LiveScience summarized the findings this way:

[T]rilobites from the family Phacops had compound eyes that were far larger and more complex than their modern-day arthropod relatives. Each of their eyes (they had one on the left and one on the right) held hundreds of lenses. At nearly a millimeter across, these primary lenses were thousands of times larger than a typical arthropod’s. Nestled beneath them like bulbs in a car headlight sat six (or more) faceted substructures akin to a typical compound eye. “So each of the big Phacopid eyes is a hyper compound eye with up to 200 compound eyes each,” [wrote] study lead author Brigitte Schoenemann ….

Slab of trilobites (Phacops)
Michael Brett-Surman

It’s an interesting aside, brought out by the paper, that this discovery was first emerging in the 1970s, thanks to the work of German radiologist and amateur palaeontologist Wilhelm Stürmer. However, his proposition was laughed to scorn by experienced scientists in the field at the time, who did not believe that soft tissue (such as nerves) could fossilize. A disappointed and bitter Stürmer died a decade later, never to witness the significance of his research.

But his research, nonetheless, was aptly realized and summarized by today’s German researchers, led by Dr. Brigitte Schoenemann at the University of Cologne. “[T]his ~400 million-year-old system suggests capacities of complex neuronal interconnections and processing, such as sharing of functions, perhaps color perception, or neuronal superposition. These results may be an example of how studies of material, several hundreds of million years old, may reveal sophisticated visual systems, comparable in elegant complexity with those of today,” the report states.
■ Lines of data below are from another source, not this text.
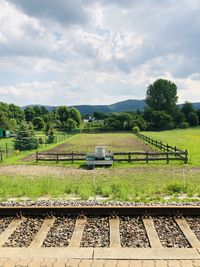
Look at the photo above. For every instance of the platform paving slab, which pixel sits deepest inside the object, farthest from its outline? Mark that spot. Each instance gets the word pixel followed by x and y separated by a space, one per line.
pixel 140 253
pixel 47 253
pixel 196 263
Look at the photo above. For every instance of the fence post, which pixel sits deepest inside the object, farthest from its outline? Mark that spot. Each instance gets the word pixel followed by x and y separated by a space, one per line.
pixel 167 157
pixel 36 156
pixel 72 156
pixel 6 149
pixel 167 147
pixel 147 156
pixel 186 156
pixel 129 157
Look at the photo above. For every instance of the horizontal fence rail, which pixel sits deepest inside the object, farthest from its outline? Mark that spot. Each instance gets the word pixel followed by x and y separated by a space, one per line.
pixel 178 153
pixel 144 156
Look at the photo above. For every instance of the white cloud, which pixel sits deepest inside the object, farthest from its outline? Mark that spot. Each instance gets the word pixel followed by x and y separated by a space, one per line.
pixel 97 52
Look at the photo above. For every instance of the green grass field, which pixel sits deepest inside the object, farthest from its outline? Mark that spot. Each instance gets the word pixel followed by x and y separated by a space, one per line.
pixel 183 139
pixel 153 182
pixel 166 184
pixel 112 141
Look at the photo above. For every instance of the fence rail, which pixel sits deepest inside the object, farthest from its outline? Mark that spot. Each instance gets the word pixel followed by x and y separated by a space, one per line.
pixel 178 153
pixel 144 156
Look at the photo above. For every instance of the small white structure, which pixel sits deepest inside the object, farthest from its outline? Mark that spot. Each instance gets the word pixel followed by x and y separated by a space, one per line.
pixel 99 158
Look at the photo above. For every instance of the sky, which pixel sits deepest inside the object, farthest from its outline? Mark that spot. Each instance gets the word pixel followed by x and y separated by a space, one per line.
pixel 72 52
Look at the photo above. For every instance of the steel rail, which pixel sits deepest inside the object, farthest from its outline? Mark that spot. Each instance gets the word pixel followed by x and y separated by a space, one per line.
pixel 99 210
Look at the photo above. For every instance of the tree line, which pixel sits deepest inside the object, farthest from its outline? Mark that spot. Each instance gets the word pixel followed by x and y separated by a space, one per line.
pixel 161 112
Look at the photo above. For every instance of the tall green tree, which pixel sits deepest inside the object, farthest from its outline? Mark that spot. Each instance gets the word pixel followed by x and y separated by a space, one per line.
pixel 25 139
pixel 29 113
pixel 162 96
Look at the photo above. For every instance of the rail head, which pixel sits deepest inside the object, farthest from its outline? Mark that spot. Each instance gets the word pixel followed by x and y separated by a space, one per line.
pixel 100 210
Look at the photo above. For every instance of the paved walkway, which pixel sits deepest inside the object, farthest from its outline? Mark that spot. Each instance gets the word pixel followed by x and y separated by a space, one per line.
pixel 97 263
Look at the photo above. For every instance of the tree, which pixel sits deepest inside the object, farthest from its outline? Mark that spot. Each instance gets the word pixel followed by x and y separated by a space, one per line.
pixel 25 139
pixel 70 124
pixel 75 115
pixel 13 125
pixel 63 113
pixel 198 114
pixel 29 113
pixel 187 108
pixel 160 120
pixel 179 117
pixel 38 123
pixel 125 121
pixel 162 96
pixel 51 137
pixel 193 119
pixel 4 121
pixel 16 113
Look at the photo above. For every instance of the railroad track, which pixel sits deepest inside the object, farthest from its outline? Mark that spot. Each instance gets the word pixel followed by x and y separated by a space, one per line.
pixel 167 232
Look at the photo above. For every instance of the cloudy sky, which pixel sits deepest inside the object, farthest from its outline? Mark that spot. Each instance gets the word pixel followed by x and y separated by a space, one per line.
pixel 68 52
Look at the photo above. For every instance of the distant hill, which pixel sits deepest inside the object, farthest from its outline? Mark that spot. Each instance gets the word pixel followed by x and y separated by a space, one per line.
pixel 127 105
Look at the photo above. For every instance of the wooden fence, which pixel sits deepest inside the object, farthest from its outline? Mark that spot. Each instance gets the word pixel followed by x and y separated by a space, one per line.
pixel 178 153
pixel 144 156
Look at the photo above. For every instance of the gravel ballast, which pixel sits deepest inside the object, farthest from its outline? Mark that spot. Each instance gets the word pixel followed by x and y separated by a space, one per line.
pixel 96 232
pixel 169 233
pixel 25 233
pixel 132 232
pixel 4 222
pixel 194 223
pixel 61 232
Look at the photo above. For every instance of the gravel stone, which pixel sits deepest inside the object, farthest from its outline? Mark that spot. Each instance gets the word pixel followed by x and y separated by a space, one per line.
pixel 132 232
pixel 96 233
pixel 60 233
pixel 4 222
pixel 25 233
pixel 194 223
pixel 169 233
pixel 77 203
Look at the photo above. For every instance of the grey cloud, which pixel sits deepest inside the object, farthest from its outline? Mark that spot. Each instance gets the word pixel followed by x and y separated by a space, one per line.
pixel 62 11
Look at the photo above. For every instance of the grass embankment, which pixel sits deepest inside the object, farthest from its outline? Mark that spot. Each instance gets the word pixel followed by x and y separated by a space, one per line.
pixel 115 142
pixel 166 184
pixel 183 139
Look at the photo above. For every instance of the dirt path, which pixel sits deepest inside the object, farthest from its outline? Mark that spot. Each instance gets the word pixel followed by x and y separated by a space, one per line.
pixel 60 171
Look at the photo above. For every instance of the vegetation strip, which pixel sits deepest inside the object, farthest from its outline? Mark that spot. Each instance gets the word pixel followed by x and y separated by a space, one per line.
pixel 99 210
pixel 178 153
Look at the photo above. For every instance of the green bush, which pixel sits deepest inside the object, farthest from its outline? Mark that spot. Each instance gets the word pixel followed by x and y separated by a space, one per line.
pixel 25 139
pixel 136 129
pixel 184 125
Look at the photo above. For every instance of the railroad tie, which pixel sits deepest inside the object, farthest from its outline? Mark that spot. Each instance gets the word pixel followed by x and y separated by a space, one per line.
pixel 9 230
pixel 151 233
pixel 77 233
pixel 42 233
pixel 188 233
pixel 114 233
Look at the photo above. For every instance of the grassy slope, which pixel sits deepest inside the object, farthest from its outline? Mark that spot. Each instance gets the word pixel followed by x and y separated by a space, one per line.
pixel 183 139
pixel 113 141
pixel 133 184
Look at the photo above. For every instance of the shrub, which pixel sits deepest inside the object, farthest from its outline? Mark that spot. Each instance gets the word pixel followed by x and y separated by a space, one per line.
pixel 136 129
pixel 184 125
pixel 25 139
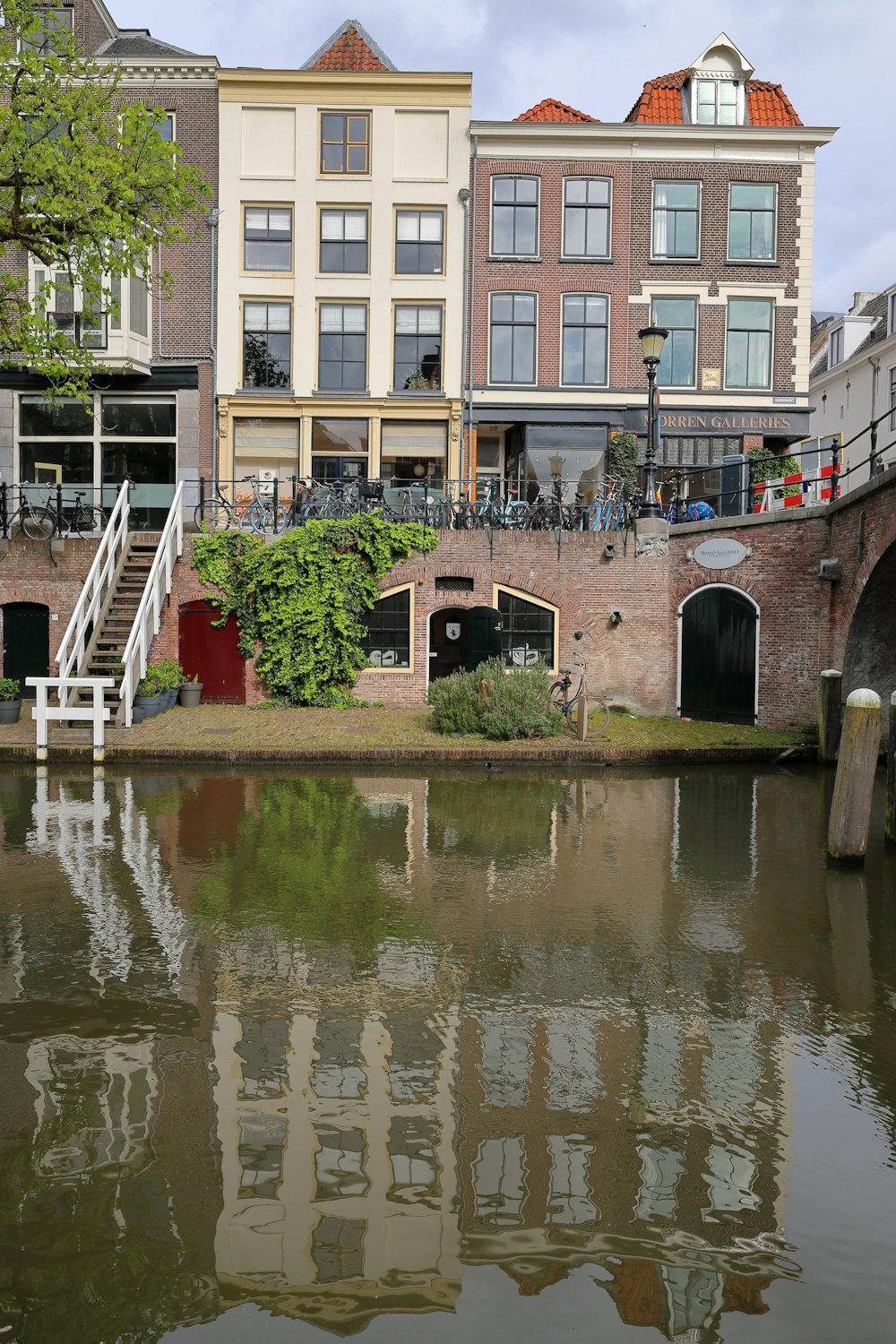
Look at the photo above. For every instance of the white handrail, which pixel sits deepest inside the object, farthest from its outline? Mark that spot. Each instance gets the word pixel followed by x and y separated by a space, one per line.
pixel 159 582
pixel 102 572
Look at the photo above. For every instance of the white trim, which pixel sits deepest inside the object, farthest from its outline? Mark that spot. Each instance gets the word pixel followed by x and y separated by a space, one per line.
pixel 584 293
pixel 516 177
pixel 678 617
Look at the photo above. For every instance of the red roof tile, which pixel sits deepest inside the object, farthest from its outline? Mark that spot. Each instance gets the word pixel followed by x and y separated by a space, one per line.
pixel 349 53
pixel 549 109
pixel 659 102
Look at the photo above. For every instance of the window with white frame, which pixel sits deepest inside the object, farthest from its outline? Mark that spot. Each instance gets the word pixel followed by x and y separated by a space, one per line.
pixel 514 217
pixel 751 220
pixel 676 220
pixel 678 360
pixel 748 343
pixel 586 217
pixel 715 102
pixel 512 331
pixel 584 339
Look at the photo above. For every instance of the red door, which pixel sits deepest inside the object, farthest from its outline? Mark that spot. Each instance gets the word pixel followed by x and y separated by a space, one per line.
pixel 212 655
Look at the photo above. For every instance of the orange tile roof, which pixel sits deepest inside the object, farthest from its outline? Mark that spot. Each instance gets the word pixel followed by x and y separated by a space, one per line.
pixel 659 102
pixel 349 53
pixel 549 109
It’s an incredible discovery. But is it a satisfying conclusion? How, in the world of evolution, did one of the earliest creatures appear with one of the most “complex” ocular systems—and die out so early on? (If anything, it could better be regarded as devolution.) As mentioned in passing by LiveScience: “[S]cientists still have questions about [the trilobites’] physiology and evolutionary history.”
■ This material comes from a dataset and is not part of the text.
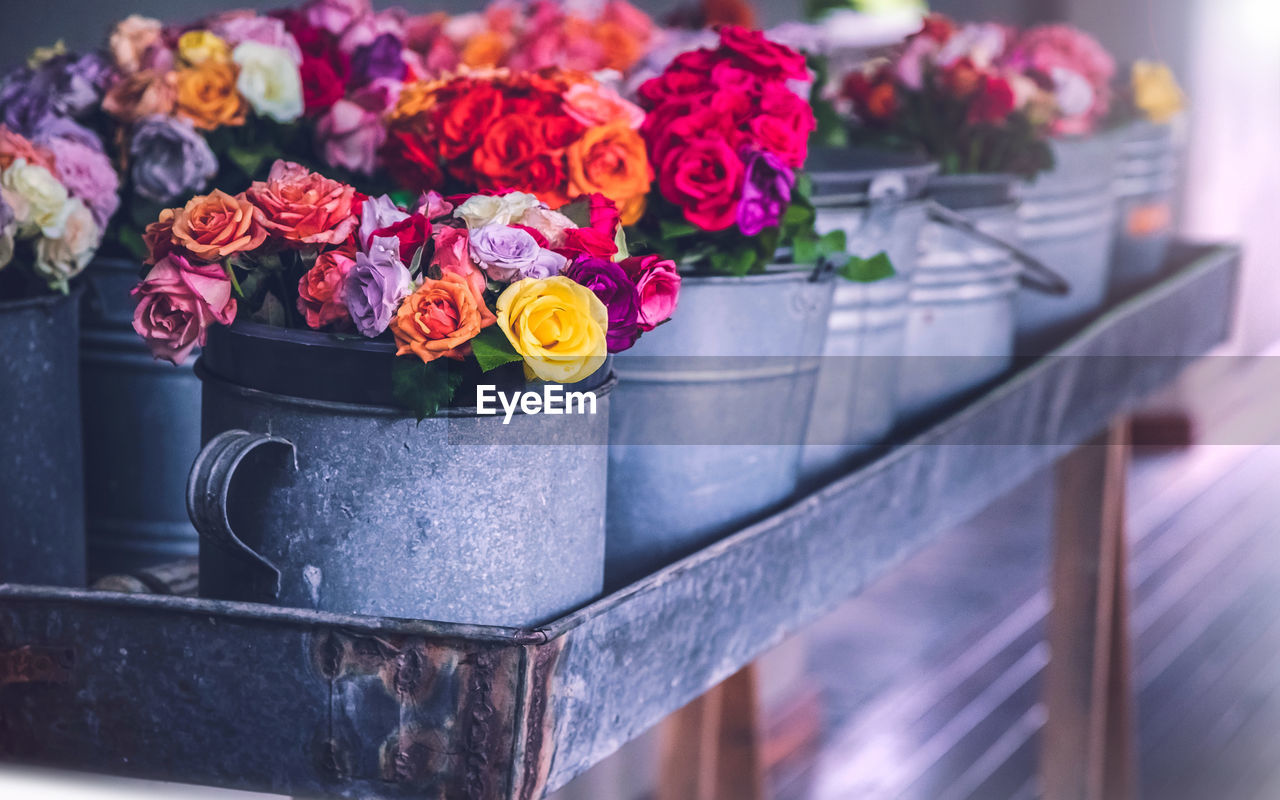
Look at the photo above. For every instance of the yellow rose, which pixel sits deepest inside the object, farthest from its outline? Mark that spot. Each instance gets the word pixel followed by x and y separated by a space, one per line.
pixel 557 325
pixel 199 46
pixel 1156 91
“Questions” indeed. Yet these questions are only a small side point to the wider, confusing “Cambrian explosion” of life itself—widespread evidence of a sudden emergence of diverse lifeforms virtually all at once, dated by scientists to around 541 million years ago. It is food for endless scientific debate. How did all of this “happen” by accident?

Appropriately dramatic language is used for these remarkable trilobite eyes. Highly sophisticated. Elegant complexity. But those are not the words to describe accidental evolution. Those are words best fitting deliberate creation.

The Bible, of course, is typically dismissed by modern academia. But God Himself challenges the skeptic: “Come now, and let us reason together, Saith the Lord …. Produce your cause, saith the Lord; Bring forth your reasons …. [S]ee, and know, And consider, and understand together, That the hand of the Lord hath done this, And the Holy One of Israel hath created it” (Isaiah 1:18; 41:21, 20).

And from the very beginning of Creation? “God saw every thing that He had made, and, behold, it was” primitive, problematic, half-baked? No; rather, highly sophisticated—elegantly complex—and, “very good” (Genesis 1:31).